Will Connors
- Born: 4 April 1996 (age 30) Donadea, County Kildare, Ireland
- Height: 1.95 m (6 ft 5 in)
- Weight: 100 kg (16 st; 220 lb)
- School: Clongowes Wood College
- University: University College Dublin

Rugby union career
- Position: Back-row

Amateur team(s)
- Years: Team / Apps / (Points)
- 2015–: UCD

Senior career
- Years: Team / Apps / (Points)
- 2018–2026: Leinster / 64 / (15)
- 2026-: Connacht
- Correct as of 24 June 2026

International career
- Years: Team / Apps / (Points)
- 2016–2017: Ireland U20
- 2020–: Ireland / 9 / (15)
- Correct as of 14 March 2021

= Will Connors =

Ireland international rugby union player

Will Connors (born 4 April 1996) is an Irish rugby union player for URC and European Rugby Champions Cup side Leinster, and for the Ireland national rugby union team. He plays in the back-row, primarily as an flanker.

==Early life==
Connors was born in Donadea, County Kildare and attended Clongowes Wood College, where he played on the school's Leinster Schools Rugby Senior Cup side. He had previously played for many years with North Kildare RFC minis and is now club ambassador for the North Kildare RFC Skylarks additional needs team.

==Leinster==
Connors spent a year in the Leinster Rugby sub-academy after leaving school in 2015, before entering the academy in Summer 2016. He impressed in making his senior debut in the 2017–18 season and was promoted to the senior squad ahead of the 2018–19 season (after completing two of the usual three academy years).

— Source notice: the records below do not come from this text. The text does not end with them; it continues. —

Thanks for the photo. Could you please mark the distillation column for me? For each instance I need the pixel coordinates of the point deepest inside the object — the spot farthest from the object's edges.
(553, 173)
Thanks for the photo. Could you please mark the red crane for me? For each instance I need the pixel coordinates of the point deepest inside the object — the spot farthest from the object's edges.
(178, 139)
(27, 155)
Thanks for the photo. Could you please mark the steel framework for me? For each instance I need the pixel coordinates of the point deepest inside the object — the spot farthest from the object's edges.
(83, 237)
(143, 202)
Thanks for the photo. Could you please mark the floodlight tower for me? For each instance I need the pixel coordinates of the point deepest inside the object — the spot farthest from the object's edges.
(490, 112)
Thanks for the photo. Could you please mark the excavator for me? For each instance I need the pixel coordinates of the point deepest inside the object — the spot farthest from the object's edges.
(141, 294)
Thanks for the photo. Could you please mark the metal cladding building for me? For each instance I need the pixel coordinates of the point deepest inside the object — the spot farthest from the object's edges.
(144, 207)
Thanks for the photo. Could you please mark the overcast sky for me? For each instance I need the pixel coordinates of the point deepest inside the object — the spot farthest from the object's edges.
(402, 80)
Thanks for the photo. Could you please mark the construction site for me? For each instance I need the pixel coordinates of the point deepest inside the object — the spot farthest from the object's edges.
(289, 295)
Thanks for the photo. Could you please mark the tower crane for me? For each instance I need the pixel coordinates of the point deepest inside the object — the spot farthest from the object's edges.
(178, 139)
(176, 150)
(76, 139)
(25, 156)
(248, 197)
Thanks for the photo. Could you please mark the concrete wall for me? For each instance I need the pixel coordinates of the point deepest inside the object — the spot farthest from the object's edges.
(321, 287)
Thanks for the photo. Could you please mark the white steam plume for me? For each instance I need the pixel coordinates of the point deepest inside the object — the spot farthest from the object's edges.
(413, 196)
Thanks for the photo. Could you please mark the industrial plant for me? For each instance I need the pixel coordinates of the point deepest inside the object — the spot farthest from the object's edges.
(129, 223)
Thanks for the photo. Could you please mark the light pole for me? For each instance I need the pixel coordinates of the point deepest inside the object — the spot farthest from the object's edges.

Connors performances earned him a spot on the 2019–20 Pro14 Dream Team.

==Ireland==
Connors played for Ireland Under-20s in 2016. He has also featured for the Ireland 7s team.

Connors debuted for the Ireland national rugby union team on 24 October 2020 in a Six Nations fixture against Italy, where he scored a try and had a team-high 20 tackles, earning the man-of-the-match honor for his performance. In the 2021 Six Nations Connors scored another two tries against Italy.